Using the PolynomialFeatures
function to a 2nd degree polynomial, there is something I am not understanding about how the LinearRegression()
functionality expects to read in data based on the dataframe dimensions. Here is the error message I keep getting, followed by the code to replicate:
ValueError: X has 4 features, but LinearRegression is expecting 14 features as input.
Here is the code to replicate:
# Create dataframes
Dum_data = pd.DataFrame([[1,2,3,4],[5,6,7,8],[9,10,11,12]])
Dum_data_y = pd.DataFrame([[13],[14],[15]])
#Fit to 2 degree polynomial
poly_fit = PolynomialFeatures(degree = 2, include_bias = False)
Dum_poly = poly_fit.fit_transform(Dum_data)
print(Dum_data.shape, Dum_data_y.shape)
# #Fit the linear model to this
modl = LinearRegression()
modl.fit(Dum_poly, Dum_data_y)
# #Now get the predictions
Dum_y_pred = modl.predict(Dum_data)
I see a similar issue here converting to a numpy array and reshaping, but in the guides I am trying to use with polynomial regression...using scikit-learn and Multivariate regression with Python they seem to be passing in dataframes. I know I need to use the .reshape()
function in some capacity, but after toying around with different dimensions of data, I cannot tell how to determine what number of features are expected.

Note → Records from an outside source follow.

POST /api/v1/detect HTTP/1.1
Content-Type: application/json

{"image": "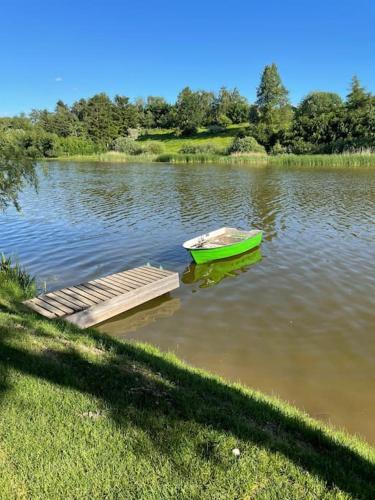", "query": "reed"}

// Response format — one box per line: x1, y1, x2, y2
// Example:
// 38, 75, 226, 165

0, 253, 35, 295
268, 152, 375, 168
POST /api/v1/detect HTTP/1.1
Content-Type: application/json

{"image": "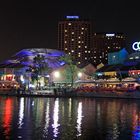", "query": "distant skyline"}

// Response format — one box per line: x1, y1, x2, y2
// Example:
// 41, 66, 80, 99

0, 0, 140, 61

Thanks!
You can modify the final line of the code as follows:
Dum_y_pred = modl.predict(Dum_poly)
The original data contains 4 features: x1, x2, x3, and x4.
When you apply the second order of PolynomialFeatures, it adds 10 more features: x1x1, x1x2, x1x3, x1x4, x2x2, x2x3, x2x4, x3x3, x3x4, and x4x4.
In total, this results in 14 features to train your model. Therefore, your model can only accept data with these 14 features.